Université, société et développement local durable

22 Rapprocher l’Université de la société civile haïtienne : SPOT – Savoirs pour tous, outil de développement durable

Kedma Joseph

Kedma Joseph détient une maîtrise en communication publique avec une spécialité en communication internationale et interculturelle de l’Université Laval à Québec, ainsi qu’une licencscrit dans le modèle en communication sociale de l’Université d’État d’Haïti. Elle travaille depuis huit ans comme cadre en communication dans l’administration publique haïtienne. Kedma Joseph est aussi professeure à l’Université d’État d’Haïti et s’intéresse à la communication pour le développement, notamment dans les domaines de la santé et de la culture, ainsi qu’aux approches participatives et communautaires. Elle coordonne SPOT – Savoirs pour tous – Konesans pou tout moun, la boutique des sciences et des savoirs de Port-au-Prince. Pour lui écrire : kedma.joseph@gmail.com

Introduction

Toute société a besoin de se développer pour survivre. Dans la mesure où le développement doit être durable, il doit « répondre aux besoins du présent sans compromettre la capacité des générations futures à répondre aux leurs; il doit être à la fois économiquement efficace, socialement équitable et écologiquement tolérable », comme le précise le rapport Brundtland (CNUDE 1987). Toutefois, ces besoins ne sont pas toujours d’ordre économique, social ou écologique. Ils peuvent être en lien avec la connaissance scientifique, d’où l’importance de l’Université dans la société et de son rôle d’accompagnement dans le développement national.

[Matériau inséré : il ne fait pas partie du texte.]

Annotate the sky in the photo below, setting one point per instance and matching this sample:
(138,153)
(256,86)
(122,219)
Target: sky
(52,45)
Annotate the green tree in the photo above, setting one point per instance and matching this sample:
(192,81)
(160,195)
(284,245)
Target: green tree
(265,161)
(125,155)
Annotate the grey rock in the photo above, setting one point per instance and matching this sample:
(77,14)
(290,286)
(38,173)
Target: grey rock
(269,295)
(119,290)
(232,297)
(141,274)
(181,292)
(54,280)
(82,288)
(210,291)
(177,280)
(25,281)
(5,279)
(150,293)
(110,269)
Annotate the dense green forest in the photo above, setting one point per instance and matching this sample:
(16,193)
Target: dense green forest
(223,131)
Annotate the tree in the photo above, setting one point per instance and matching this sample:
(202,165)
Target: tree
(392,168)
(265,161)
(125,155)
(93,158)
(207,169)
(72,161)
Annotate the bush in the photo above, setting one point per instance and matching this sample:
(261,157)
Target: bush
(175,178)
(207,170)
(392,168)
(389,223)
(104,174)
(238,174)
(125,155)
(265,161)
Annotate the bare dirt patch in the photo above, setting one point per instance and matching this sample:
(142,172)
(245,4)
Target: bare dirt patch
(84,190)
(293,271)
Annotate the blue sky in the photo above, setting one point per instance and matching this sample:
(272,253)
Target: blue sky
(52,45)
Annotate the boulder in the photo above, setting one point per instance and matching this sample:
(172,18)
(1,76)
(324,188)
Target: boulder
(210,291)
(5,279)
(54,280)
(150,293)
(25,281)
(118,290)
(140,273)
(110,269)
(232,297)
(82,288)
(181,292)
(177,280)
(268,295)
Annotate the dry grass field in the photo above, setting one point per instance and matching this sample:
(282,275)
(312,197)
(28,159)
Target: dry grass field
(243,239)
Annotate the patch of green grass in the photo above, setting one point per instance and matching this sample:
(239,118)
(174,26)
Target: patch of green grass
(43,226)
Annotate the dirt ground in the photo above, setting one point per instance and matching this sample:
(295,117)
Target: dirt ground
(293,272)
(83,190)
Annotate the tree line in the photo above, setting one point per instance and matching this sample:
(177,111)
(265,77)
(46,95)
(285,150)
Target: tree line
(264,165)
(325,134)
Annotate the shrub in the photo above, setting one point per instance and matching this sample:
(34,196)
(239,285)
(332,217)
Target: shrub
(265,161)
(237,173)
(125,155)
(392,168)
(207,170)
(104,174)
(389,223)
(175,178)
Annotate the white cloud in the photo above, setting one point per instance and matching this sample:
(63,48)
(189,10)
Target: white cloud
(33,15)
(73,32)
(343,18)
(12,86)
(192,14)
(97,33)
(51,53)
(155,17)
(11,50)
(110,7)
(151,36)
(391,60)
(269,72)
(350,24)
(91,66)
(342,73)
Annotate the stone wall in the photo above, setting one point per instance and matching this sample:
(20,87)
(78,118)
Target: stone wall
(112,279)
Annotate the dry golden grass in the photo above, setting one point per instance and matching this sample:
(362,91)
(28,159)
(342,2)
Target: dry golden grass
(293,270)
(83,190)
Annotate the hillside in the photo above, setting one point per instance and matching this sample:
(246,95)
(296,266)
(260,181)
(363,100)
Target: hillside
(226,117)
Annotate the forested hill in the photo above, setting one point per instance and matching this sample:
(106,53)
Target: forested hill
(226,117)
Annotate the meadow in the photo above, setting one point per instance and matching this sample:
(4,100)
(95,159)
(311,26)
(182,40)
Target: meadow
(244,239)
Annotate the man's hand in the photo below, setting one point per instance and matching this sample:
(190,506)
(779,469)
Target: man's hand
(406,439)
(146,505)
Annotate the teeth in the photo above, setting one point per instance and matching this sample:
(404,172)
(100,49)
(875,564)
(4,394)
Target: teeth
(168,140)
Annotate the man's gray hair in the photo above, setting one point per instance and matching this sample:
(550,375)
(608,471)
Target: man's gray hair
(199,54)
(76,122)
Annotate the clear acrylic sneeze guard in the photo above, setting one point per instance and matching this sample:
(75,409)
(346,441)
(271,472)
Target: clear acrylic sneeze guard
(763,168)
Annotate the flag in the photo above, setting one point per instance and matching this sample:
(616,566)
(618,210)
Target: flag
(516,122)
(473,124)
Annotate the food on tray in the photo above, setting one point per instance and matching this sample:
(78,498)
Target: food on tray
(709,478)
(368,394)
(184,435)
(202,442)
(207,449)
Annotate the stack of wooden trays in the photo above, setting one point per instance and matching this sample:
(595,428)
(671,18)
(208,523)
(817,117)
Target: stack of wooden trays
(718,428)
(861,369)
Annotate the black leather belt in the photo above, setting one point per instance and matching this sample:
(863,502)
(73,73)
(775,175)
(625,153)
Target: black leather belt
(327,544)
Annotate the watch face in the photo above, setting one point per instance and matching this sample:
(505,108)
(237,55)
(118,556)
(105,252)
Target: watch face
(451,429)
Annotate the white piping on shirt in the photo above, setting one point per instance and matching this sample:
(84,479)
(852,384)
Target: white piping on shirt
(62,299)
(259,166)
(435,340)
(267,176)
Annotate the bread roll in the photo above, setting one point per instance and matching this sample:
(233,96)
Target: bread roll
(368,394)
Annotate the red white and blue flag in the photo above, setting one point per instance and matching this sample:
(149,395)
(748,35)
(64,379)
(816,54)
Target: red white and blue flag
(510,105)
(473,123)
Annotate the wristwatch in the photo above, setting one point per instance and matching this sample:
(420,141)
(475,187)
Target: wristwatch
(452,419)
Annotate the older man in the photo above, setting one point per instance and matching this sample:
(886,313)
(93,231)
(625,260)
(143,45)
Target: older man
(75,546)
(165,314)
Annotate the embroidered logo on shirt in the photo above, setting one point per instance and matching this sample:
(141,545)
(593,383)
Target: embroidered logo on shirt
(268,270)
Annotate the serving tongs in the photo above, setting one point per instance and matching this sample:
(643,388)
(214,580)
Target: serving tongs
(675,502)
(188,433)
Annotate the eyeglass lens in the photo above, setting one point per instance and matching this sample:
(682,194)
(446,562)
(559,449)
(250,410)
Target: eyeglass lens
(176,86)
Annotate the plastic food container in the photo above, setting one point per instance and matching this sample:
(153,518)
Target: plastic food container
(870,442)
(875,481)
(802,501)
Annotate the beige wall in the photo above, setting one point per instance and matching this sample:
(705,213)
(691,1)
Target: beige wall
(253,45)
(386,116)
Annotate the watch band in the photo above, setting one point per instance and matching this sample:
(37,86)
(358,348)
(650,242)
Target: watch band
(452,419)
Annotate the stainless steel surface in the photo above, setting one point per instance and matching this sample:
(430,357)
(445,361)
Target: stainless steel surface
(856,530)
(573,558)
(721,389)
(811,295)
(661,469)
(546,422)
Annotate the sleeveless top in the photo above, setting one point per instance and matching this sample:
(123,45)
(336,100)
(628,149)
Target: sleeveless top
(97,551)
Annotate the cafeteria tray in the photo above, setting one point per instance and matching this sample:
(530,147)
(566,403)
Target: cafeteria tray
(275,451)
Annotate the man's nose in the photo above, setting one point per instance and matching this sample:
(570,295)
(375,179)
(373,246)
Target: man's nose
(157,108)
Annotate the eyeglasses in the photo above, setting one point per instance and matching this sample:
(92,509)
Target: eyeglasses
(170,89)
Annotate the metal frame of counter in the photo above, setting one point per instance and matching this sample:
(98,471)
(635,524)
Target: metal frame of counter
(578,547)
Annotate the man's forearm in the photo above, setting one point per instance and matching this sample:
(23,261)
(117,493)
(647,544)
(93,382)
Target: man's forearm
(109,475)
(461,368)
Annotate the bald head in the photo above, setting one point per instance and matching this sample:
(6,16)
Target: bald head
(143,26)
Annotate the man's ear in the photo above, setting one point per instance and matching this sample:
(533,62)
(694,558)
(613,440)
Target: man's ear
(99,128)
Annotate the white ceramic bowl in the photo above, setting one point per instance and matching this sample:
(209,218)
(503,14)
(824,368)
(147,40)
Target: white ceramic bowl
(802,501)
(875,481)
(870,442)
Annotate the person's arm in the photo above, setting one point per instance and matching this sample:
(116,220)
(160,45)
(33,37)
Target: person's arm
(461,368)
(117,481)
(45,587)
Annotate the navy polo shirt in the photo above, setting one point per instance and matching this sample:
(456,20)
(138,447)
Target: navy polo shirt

L’université entretient avec la société une relation d’une historicité incontestable (Louis-Juste 2002). En Haïti, cette relation est marquée par plusieurs bouleversements qui ont amené des avancées considérables. Néanmoins, la mission de service à la communauté de l’université est souvent réduite à l’offre de formation gratuite (dans le secteur public) ou à la stimulation de l’innovation (dans le secteur privé). De plus, de nombreuses recherches menées par les professeurs-chercheurs, professeures-chercheuses, étudiants et étudiantes restent à l’intérieur des murs des centres universitaires ou ne sont destinées qu’à des groupes particuliers, instigateurs de celles-ci. Ainsi, de nombreux groupes de la société civile n’ont pas accès aux connaissances produites au sein des universités haïtiennes.

Comment remédier à la situation? Comment offrir à ces groupes l’accès aux connaissances dont ils ont besoin pour se développer et bien remplir leur mission dans la société? Quel moyen utiliser pour y parvenir? Une réponse à ces questions consiste à rapprocher l’université de la société grâce à des dispositifs adéquats et durables, en particulier les boutiques des sciences.

SPOT – Savoirs pour tous : une autre manière de faire le pont entre l’université et la société civile haïtienne

De nombreuses recherches en sciences sociales montrent que la manière la plus durable de faire le pont entre l’université et la société civile, ainsi que de stimuler l’attrait des sciences et de la culture scientifique dans un pays, est de rejeter le modèle unidirectionnel « science vers société », pour privilégier un modèle bidirectionnel « science – société ». En ce sens, il existe un outil, pilier de la science ouverte, qui fait ses preuves depuis 40 ans : les boutiques des sciences. Ces boutiques font le lien entre le milieu universitaire et la société civile en mettant en contact des organisations locales qui ont des besoins de connaissances scientifiques ou expertes et des étudiants et étudiantes qui sont en train d’acquérir ces connaissances et qui sont heureux de les tester en les appliquant à des demandes précises.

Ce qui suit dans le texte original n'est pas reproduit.